2️⃣ Activate the Glute Medius: Side-Lying Leg Raises
Once your hips are mobile, it’s time to wake up the Glute Medius.
Reps & Sets: 3–5 reps per side, 1–2 sets, 5-10 second holds at the top.
3️⃣ Build Functional Stability: Single-Leg Balance
After waking up the Glute Medius in isolation, challenge it functionally. Stand on one leg and maintain balance — progressions include:
Eyes open → eyes closed
Add a small hip hinge or reach
Hold for 10–30 seconds per leg
This sequence activates the Glute Medius, improves pelvic stability, and builds single-leg control, teaching your body to own a stable position before adding movement or load.
4️⃣ Strengthen & Stabilize During Your Workout: Single-Leg Dumbbell Swoop
Once your Glute Medius is awake and you’ve practiced single-leg balance, it’s time to load it functionally while building strength and stability, while incorporating arm movements for added instability.

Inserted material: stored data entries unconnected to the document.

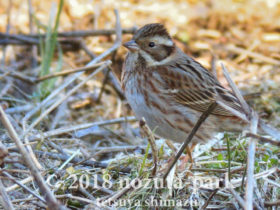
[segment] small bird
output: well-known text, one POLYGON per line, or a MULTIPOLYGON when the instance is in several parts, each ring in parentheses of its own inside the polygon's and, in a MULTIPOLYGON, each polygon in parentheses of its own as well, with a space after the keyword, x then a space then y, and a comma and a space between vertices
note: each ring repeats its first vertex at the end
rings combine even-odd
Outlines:
POLYGON ((140 120, 162 138, 183 142, 200 115, 219 100, 192 143, 217 132, 241 131, 249 121, 235 94, 176 46, 162 24, 147 24, 124 44, 121 86, 140 120))

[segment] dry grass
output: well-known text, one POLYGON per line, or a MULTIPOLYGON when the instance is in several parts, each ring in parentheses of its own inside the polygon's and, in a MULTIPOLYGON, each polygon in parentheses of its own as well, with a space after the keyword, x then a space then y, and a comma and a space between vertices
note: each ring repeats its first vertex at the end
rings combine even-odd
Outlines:
MULTIPOLYGON (((117 79, 110 73, 113 70, 120 76, 125 55, 116 39, 120 37, 115 35, 114 8, 125 31, 123 41, 131 37, 134 26, 164 23, 178 46, 205 67, 211 68, 215 55, 217 76, 228 86, 220 67, 223 62, 242 93, 250 93, 245 97, 248 103, 279 127, 280 1, 65 0, 58 32, 79 34, 66 37, 58 33, 57 40, 44 40, 45 46, 56 46, 51 58, 43 56, 42 52, 48 55, 46 48, 40 50, 43 39, 29 34, 45 34, 54 28, 49 20, 58 17, 55 6, 51 1, 33 0, 29 10, 28 1, 10 2, 0 2, 0 106, 57 200, 73 209, 98 209, 98 202, 103 202, 104 209, 147 209, 152 202, 167 209, 174 209, 173 204, 185 208, 192 204, 193 209, 240 209, 244 205, 248 138, 241 133, 223 133, 206 145, 197 145, 194 164, 171 171, 168 183, 175 183, 172 189, 152 180, 154 158, 146 138, 151 133, 141 136, 117 79), (94 36, 84 31, 96 33, 97 29, 106 30, 94 36), (111 67, 99 68, 102 72, 97 74, 80 69, 94 63, 100 67, 104 65, 99 64, 101 59, 111 60, 111 67), (79 72, 43 80, 42 91, 42 63, 47 74, 69 69, 79 72)), ((59 2, 53 2, 58 7, 59 2)), ((2 205, 8 206, 10 199, 15 209, 46 208, 46 198, 2 124, 0 139, 0 163, 8 149, 0 177, 7 193, 2 205)), ((175 153, 163 139, 156 146, 151 144, 158 151, 153 155, 157 155, 159 176, 175 153)), ((277 145, 256 144, 255 208, 277 209, 280 205, 279 154, 277 145)))

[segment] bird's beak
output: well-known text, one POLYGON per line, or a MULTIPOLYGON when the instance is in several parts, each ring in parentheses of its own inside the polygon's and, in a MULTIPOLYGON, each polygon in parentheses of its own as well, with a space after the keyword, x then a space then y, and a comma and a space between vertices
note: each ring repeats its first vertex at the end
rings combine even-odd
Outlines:
POLYGON ((139 46, 134 40, 130 40, 129 42, 124 43, 123 46, 130 51, 139 50, 139 46))

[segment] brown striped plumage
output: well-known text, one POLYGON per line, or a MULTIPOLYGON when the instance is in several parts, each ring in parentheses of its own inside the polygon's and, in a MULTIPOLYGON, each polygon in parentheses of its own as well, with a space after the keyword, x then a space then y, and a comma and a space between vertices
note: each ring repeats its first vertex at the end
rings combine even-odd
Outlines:
POLYGON ((137 118, 157 135, 184 141, 197 119, 219 101, 193 139, 206 142, 216 132, 241 130, 247 118, 235 95, 198 62, 184 54, 161 24, 140 28, 130 42, 122 88, 137 118))

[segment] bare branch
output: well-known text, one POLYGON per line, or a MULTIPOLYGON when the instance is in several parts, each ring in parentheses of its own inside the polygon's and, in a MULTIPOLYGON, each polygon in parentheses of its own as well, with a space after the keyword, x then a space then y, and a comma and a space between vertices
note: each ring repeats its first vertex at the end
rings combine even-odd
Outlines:
POLYGON ((46 80, 46 79, 51 79, 51 78, 59 77, 59 76, 65 76, 67 74, 72 74, 72 73, 76 73, 76 72, 94 70, 94 69, 97 69, 98 67, 100 67, 104 64, 106 64, 106 62, 100 62, 100 63, 94 64, 92 66, 85 66, 85 67, 80 67, 80 68, 76 68, 76 69, 54 72, 52 74, 48 74, 48 75, 39 77, 38 79, 35 80, 35 82, 42 82, 43 80, 46 80))
POLYGON ((5 190, 5 187, 0 179, 0 201, 5 210, 13 210, 14 206, 5 190))
POLYGON ((259 136, 259 135, 254 134, 254 133, 247 133, 245 136, 246 137, 255 138, 255 139, 257 139, 258 141, 260 141, 262 143, 269 143, 269 144, 272 144, 272 145, 280 147, 280 141, 273 141, 273 140, 271 140, 269 138, 266 138, 266 137, 263 137, 263 136, 259 136))
MULTIPOLYGON (((136 27, 124 28, 121 30, 122 34, 133 34, 137 30, 136 27)), ((96 29, 96 30, 80 30, 80 31, 68 31, 57 34, 57 37, 87 37, 87 36, 110 36, 117 34, 116 29, 96 29)), ((28 42, 30 44, 39 44, 39 38, 45 37, 46 34, 5 34, 0 33, 0 37, 6 39, 14 39, 18 41, 28 42)))
POLYGON ((2 174, 4 174, 6 177, 8 177, 10 180, 12 180, 14 183, 18 184, 19 186, 21 186, 25 191, 27 191, 28 193, 34 195, 36 198, 38 198, 40 201, 46 203, 45 199, 43 199, 40 195, 37 195, 36 193, 34 193, 31 189, 29 189, 28 187, 26 187, 25 185, 23 185, 22 183, 20 183, 19 181, 17 181, 14 177, 12 177, 8 172, 6 171, 2 171, 2 174))
POLYGON ((63 206, 61 206, 48 186, 46 185, 43 177, 41 176, 39 170, 36 168, 35 164, 33 163, 32 159, 30 158, 27 150, 23 146, 21 140, 19 139, 14 127, 12 126, 10 120, 8 119, 7 115, 5 114, 4 110, 0 106, 0 119, 4 125, 4 127, 7 129, 11 139, 16 143, 20 153, 22 154, 23 160, 27 167, 30 169, 30 172, 34 179, 36 180, 36 183, 38 184, 38 187, 42 193, 42 195, 45 197, 45 200, 47 202, 47 205, 50 209, 64 209, 63 206))
POLYGON ((207 208, 207 206, 209 205, 210 201, 212 200, 212 198, 214 197, 214 195, 216 195, 216 193, 218 192, 218 188, 213 190, 213 192, 211 193, 211 195, 208 197, 207 201, 205 202, 205 204, 203 204, 203 206, 201 207, 201 210, 204 210, 207 208))
POLYGON ((243 200, 243 198, 240 197, 240 195, 237 194, 237 192, 235 192, 235 190, 233 189, 233 186, 231 183, 229 183, 229 188, 228 190, 231 192, 231 194, 235 197, 235 199, 237 200, 237 202, 239 203, 239 205, 242 208, 245 208, 245 201, 243 200))
MULTIPOLYGON (((258 115, 253 112, 251 120, 251 133, 257 133, 258 128, 258 115)), ((256 152, 256 140, 250 138, 248 146, 248 157, 247 157, 247 185, 246 185, 246 203, 245 209, 253 209, 253 195, 254 195, 254 166, 255 166, 255 152, 256 152)))
POLYGON ((240 93, 239 89, 237 88, 237 86, 234 84, 234 82, 232 81, 232 79, 229 76, 229 73, 226 69, 226 67, 224 66, 224 64, 222 63, 222 68, 223 68, 223 73, 225 78, 227 79, 229 86, 231 87, 233 93, 235 94, 235 96, 237 97, 237 99, 239 100, 242 108, 244 109, 244 112, 246 113, 247 117, 251 117, 251 109, 249 107, 249 105, 246 103, 246 101, 244 100, 242 94, 240 93))

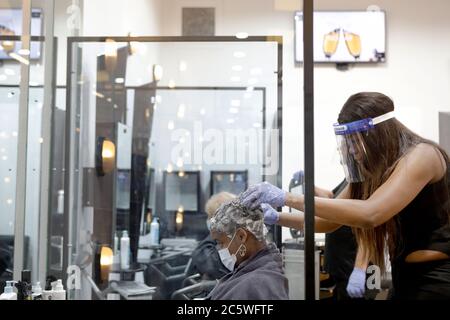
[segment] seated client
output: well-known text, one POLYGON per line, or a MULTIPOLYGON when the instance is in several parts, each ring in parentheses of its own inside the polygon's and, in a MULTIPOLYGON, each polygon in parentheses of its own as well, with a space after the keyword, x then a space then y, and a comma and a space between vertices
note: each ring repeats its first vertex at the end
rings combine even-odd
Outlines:
POLYGON ((207 299, 288 300, 288 280, 281 254, 267 243, 264 215, 239 198, 222 205, 211 219, 211 237, 230 273, 218 280, 207 299))

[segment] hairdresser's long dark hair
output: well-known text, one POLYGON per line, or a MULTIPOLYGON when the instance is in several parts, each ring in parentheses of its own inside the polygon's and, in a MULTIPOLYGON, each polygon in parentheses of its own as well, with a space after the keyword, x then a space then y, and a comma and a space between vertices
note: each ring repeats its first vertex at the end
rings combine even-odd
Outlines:
MULTIPOLYGON (((381 93, 361 92, 351 96, 339 113, 338 122, 346 123, 360 119, 375 118, 394 111, 393 101, 381 93)), ((405 127, 397 119, 384 121, 363 135, 365 157, 362 164, 365 181, 350 184, 352 199, 368 199, 392 174, 397 163, 412 148, 426 143, 440 152, 449 170, 449 156, 435 142, 424 139, 405 127)), ((444 175, 444 186, 448 189, 447 174, 444 175)), ((448 197, 447 190, 447 197, 448 197)), ((449 200, 445 201, 445 221, 450 219, 449 200)), ((358 245, 364 248, 370 261, 385 270, 385 253, 389 250, 391 259, 402 246, 399 236, 399 219, 394 216, 386 223, 373 229, 355 228, 354 233, 358 245), (395 250, 397 249, 397 250, 395 250)))

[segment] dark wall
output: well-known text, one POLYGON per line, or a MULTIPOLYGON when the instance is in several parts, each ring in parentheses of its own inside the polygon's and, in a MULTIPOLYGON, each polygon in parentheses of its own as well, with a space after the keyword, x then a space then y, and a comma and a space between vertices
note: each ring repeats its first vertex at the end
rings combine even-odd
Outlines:
MULTIPOLYGON (((125 79, 128 48, 117 50, 117 59, 111 61, 104 55, 97 58, 97 98, 95 136, 106 138, 117 146, 117 123, 126 121, 125 79)), ((114 179, 116 171, 104 176, 95 175, 93 183, 94 239, 102 244, 112 245, 115 225, 114 179)))

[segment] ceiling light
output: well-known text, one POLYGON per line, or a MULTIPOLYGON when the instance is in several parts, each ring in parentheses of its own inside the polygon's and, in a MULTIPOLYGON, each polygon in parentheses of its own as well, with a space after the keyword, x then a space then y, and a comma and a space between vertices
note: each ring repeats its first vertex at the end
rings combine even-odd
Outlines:
POLYGON ((103 99, 105 97, 105 95, 101 94, 100 92, 97 91, 93 91, 92 92, 95 96, 99 97, 100 99, 103 99))
POLYGON ((180 104, 180 106, 178 107, 177 117, 179 119, 184 118, 185 111, 186 111, 186 106, 183 103, 180 104))
POLYGON ((186 71, 186 69, 187 69, 187 63, 186 63, 186 61, 180 61, 180 64, 178 65, 178 69, 179 69, 181 72, 186 71))
POLYGON ((236 33, 236 38, 238 39, 247 39, 248 33, 247 32, 238 32, 236 33))
POLYGON ((27 66, 30 65, 30 61, 29 61, 29 60, 25 59, 24 57, 18 55, 18 54, 15 53, 15 52, 11 52, 11 53, 9 54, 9 56, 10 56, 11 58, 13 58, 13 59, 19 61, 20 63, 23 63, 23 64, 25 64, 25 65, 27 65, 27 66))
POLYGON ((262 69, 261 68, 253 68, 252 70, 250 70, 250 74, 252 76, 260 76, 262 74, 262 69))
POLYGON ((16 74, 16 72, 13 69, 5 69, 5 74, 7 76, 14 76, 16 74))
POLYGON ((169 123, 167 124, 167 129, 173 130, 173 128, 175 128, 175 124, 173 123, 173 121, 169 121, 169 123))
POLYGON ((106 39, 104 47, 104 59, 106 71, 113 74, 117 67, 117 43, 112 39, 106 39))
POLYGON ((105 56, 117 57, 117 43, 113 39, 106 39, 105 41, 105 56))
POLYGON ((30 50, 29 49, 20 49, 18 52, 22 56, 29 56, 30 55, 30 50))
POLYGON ((241 106, 241 100, 231 100, 231 106, 232 107, 240 107, 241 106))
MULTIPOLYGON (((153 81, 154 82, 161 81, 163 74, 164 74, 163 67, 160 66, 159 64, 154 64, 153 65, 153 81)), ((173 81, 173 80, 170 80, 170 81, 173 81)), ((174 87, 175 87, 175 84, 174 84, 174 87)))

Focus: Stay tall on one leg, keep your pelvis level, and resist movement as the dumbbell moves.
Try 3 sets, 5-8 reps, going as slow as you physically can each way.
*Did you know Flexibull has Guided Yoga with Balancing & Stability routines to target the Glute Medius?
Why This Matters for Training & Longevity
Strong Glute Medius function means:
Better squat & lunge mechanics
Improved balance & athletic confidence
Less stress on knees, hips, and low back
More efficient force transfer during movement
This isn’t just rehab , it’s foundational strength.